Jimmy Dawson

Personal information
- Born: April 18, 1945 (age 81) Oak Park, Illinois, U.S.
- Listed height: 6 ft 0 in (1.83 m)
- Listed weight: 175 lb (79 kg)

Career information
- High school: York Community (Elmhurst, Illinois)
- College: Illinois (1963–1967)
- NBA draft: 1967: 16th round, 154th overall pick
- Drafted by: Chicago Bulls
- Playing career: 1967–1968
- Position: Point guard
- Number: 12

Career history
- 1967–1968: Indiana Pacers

Career highlights
- Chicago Tribune Silver Basketball (1967);
- Stats at Basketball Reference

= Jimmy Dawson (basketball, born 1945) =

American basketball player

James C. Dawson (born April 18, 1945) is an American former professional basketball point guard who played one season in the American Basketball Association (ABA) as a member of the Indiana Pacers during the 1967–68 season. He attended University of Illinois at Urbana–Champaign where he was drafted by the Chicago Bulls during the 16^{th} round of the 1967 NBA draft, but he did not play for them.

==High school==
A native of Oak Park, Illinois, Dawson attended York Community High School from 1959–60 to 1962–63 and led the Dukes to the "Elite 8" of the Illinois High School Association state basketball tournament, losing to Jim Burns and the McLeansboro Foxes in the IHSA quarterfinals of the 1962 tournament. In his two state tournament games, Dawson scored 36 points, 18 in the victory versus Harvey (Thornton) and an additional 18 in the loss to McLeansboro. Dawson led York to consecutive regional championships in 1962 and 1963.

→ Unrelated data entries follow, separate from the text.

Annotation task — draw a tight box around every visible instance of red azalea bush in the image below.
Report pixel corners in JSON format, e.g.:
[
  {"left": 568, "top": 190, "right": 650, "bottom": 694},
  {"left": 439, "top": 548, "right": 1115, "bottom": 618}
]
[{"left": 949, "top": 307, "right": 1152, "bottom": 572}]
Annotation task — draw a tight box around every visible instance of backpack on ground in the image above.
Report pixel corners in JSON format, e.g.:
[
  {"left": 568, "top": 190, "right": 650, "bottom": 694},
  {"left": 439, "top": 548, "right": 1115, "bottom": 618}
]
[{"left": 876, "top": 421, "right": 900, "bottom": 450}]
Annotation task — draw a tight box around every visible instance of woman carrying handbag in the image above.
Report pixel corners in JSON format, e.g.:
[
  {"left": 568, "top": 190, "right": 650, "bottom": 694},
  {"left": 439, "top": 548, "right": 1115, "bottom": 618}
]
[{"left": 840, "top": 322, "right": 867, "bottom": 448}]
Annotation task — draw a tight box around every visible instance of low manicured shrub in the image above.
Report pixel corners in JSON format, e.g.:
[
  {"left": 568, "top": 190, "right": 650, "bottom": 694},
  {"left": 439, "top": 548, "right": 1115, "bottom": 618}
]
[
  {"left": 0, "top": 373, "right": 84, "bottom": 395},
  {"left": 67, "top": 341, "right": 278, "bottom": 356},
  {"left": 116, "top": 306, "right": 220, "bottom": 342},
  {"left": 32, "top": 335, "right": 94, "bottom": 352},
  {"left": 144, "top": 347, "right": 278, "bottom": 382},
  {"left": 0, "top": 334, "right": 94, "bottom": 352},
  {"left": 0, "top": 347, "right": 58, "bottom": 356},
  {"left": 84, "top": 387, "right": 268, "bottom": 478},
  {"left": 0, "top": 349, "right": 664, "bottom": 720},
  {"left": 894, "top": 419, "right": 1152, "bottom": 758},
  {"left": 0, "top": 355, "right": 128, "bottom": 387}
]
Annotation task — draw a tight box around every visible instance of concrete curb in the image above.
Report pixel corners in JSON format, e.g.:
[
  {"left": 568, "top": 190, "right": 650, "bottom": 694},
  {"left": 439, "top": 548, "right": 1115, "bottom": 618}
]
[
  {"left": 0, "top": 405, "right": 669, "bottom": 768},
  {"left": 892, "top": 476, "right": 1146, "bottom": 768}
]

As a junior Dawson's team would finish the season with an overall record of 25 wins and four losses, and finished in second place in the West Suburban Conference behind Lyons Township High School. As a senior, in 1963, Dawson's team would win the conference as well as win the IHSA regional, with an overall record of 19 wins and seven losses.

==College career==
Dawson chose to play college basketball at the University of Illinois at Urbana–Champaign and was a member of the freshman basketball team for the 1963–64 season. He played in 70 of the team's 72 games during his three-years on the varsity team and was the starting point guard for all three, replacing Jim Vopicka. As a sophomore during the 1964–65 season, Dawson joined All-American seniors, Tal Brody and future Illini All-Century team member, Skip Thoren, on an Illini team that finished the season with an 18 and 6 record and a third-place finish in the Big Ten with a 10 and four record, losing twice to top-ranked Michigan. During the season the team would win the Kentucky Invitational Tournament and finish the year with a Coaches ranking of number 16.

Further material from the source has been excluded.